Ainsi, l’on dénombre 161 établissements de crédit, répartis en 136 banques (dont 22 succursales) et 25 établissements financiers à caractère bancaire. La Côte d’Ivoire et le Sénégal comptent chacun 33 établissements de crédit, soit 29 banques et 4 établissements financiers. À eux deux, ces pays concentrent plus de 40 % de l’effectif bancaire de l’Union.

La Côte d’Ivoire et le Sénégal comptent chacun 33 établissements de crédit, soit 29 banques et 4 établissements financiers.

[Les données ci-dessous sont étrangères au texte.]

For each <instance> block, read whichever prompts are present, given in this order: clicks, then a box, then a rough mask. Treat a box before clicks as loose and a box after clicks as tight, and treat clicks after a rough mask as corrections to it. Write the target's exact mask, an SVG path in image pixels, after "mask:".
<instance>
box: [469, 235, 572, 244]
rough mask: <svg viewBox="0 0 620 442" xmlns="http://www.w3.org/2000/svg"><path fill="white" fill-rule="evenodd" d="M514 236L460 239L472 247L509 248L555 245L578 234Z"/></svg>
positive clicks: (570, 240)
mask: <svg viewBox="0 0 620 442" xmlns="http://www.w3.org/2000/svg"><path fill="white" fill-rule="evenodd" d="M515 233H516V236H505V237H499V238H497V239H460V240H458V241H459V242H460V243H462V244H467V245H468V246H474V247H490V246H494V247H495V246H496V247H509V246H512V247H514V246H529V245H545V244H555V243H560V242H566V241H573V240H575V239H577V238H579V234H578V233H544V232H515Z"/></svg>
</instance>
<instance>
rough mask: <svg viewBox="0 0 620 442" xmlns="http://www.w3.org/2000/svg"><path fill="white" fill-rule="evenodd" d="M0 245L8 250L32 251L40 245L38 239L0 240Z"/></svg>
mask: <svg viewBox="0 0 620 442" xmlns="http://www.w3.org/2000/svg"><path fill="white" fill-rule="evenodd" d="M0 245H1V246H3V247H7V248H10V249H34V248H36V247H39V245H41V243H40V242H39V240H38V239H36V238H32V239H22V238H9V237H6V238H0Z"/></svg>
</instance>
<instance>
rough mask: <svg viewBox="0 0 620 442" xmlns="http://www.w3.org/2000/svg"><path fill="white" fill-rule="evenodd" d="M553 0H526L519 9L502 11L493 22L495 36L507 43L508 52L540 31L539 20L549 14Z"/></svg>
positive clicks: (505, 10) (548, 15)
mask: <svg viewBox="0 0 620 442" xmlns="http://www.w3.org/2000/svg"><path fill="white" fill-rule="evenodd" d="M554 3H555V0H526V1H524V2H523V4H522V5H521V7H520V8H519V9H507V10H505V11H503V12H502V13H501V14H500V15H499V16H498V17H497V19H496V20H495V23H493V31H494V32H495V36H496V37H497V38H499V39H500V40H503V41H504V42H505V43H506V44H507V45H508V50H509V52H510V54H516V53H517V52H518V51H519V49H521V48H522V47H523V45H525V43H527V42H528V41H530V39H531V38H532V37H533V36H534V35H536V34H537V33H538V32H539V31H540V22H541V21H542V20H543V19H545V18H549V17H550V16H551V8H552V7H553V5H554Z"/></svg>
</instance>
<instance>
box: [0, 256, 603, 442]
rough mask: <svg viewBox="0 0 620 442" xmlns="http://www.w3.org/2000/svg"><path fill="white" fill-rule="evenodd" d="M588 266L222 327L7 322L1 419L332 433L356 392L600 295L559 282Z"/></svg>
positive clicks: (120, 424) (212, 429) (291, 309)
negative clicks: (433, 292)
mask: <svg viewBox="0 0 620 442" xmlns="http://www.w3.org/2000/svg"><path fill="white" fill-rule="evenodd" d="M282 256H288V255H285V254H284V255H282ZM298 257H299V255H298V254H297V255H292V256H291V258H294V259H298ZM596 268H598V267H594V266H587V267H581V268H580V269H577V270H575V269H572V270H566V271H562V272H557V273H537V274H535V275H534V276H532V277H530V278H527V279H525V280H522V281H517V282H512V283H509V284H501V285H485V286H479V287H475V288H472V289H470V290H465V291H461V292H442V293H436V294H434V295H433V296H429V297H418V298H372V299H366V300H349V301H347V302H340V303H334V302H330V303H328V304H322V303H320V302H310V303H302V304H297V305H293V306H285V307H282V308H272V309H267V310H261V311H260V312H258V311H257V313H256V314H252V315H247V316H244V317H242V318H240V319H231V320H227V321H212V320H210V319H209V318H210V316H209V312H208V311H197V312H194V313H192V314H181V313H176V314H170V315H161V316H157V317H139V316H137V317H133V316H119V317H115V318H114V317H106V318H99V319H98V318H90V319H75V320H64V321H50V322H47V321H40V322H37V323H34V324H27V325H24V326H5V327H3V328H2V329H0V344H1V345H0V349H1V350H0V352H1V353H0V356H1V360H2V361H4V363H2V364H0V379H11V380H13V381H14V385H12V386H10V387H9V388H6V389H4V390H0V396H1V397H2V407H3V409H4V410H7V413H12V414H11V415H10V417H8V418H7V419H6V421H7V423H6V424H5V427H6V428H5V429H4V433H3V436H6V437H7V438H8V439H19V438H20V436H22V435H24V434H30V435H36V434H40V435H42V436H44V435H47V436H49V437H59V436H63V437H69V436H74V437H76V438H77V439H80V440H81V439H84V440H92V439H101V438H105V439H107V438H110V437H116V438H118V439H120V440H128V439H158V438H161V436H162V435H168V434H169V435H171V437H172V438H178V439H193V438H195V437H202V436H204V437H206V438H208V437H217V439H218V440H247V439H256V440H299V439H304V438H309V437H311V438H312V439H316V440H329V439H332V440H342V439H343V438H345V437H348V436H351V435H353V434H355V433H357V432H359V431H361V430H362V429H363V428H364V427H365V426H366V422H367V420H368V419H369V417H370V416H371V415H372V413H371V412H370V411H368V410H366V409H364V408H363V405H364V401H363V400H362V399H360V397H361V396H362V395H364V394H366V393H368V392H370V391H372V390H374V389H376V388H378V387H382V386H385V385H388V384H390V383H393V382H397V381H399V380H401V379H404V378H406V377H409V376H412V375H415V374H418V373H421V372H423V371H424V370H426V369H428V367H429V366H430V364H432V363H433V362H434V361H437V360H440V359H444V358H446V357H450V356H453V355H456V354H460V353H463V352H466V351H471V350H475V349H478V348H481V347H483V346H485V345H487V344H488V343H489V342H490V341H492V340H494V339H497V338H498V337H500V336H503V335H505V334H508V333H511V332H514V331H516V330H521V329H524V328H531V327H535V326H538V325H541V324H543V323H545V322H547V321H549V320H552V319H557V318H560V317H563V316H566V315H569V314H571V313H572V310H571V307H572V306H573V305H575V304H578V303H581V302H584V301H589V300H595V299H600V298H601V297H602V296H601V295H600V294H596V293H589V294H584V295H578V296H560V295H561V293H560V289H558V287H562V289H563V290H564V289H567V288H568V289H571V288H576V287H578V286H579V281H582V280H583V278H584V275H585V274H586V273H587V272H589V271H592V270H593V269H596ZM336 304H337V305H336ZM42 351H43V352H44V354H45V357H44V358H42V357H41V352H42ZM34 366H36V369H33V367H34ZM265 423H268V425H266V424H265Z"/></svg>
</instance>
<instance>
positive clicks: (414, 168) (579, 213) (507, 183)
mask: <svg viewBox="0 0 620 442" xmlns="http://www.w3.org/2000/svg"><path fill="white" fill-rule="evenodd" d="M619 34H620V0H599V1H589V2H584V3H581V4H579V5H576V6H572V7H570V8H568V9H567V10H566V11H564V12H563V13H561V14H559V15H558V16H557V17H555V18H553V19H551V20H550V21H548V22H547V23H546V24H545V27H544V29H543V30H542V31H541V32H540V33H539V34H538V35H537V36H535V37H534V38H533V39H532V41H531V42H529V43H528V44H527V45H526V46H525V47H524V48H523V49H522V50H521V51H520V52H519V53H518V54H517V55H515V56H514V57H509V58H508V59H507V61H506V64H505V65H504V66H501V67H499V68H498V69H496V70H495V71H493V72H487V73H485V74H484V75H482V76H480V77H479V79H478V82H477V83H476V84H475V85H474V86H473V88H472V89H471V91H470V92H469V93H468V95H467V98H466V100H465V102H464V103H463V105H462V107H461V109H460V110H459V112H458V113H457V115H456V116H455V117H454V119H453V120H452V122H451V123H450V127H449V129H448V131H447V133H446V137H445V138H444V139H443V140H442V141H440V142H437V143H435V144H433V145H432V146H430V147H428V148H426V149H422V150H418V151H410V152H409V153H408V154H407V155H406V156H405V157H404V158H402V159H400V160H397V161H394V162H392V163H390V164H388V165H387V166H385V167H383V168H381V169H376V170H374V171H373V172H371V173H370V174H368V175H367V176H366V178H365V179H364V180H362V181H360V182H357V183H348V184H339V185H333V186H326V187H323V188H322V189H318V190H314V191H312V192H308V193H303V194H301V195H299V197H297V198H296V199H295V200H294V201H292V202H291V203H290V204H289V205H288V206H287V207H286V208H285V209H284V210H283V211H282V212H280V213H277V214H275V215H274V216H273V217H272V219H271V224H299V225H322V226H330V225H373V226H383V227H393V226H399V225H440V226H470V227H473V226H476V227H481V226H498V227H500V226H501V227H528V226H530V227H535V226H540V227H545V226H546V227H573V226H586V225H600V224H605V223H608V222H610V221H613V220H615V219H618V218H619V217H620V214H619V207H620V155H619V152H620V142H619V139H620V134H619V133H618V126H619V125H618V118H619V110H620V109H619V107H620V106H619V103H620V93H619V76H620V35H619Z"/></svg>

Viennent ensuite le Burkina Faso et le Niger (20 établissements de crédit chacun), le Mali et le Togo (17 chacun), le Bénin (15) et la Guinée-Bissau (6). Le Niger se distingue par un nombre relativement élevé d’établissements financiers non bancaires. Au-delà des banques, la BCEAO recense 25 établissements financiers spécialisés, 30 établissements de paiement agréés en 2025 et près de 300 institutions de microfinance de grande taille.

Selon les compilations de Financial Afrik, l’UEMOA compterait 22,2 millions de comptes bancaires en 2024, pour environ 24 millions en 2025. Dans ce décompte repertorié dans notre graphique, la Côte d’Ivoire occupe la part du lion avec plus de 7 millions de comptes, devant le Burkina Faso et le Sénégal.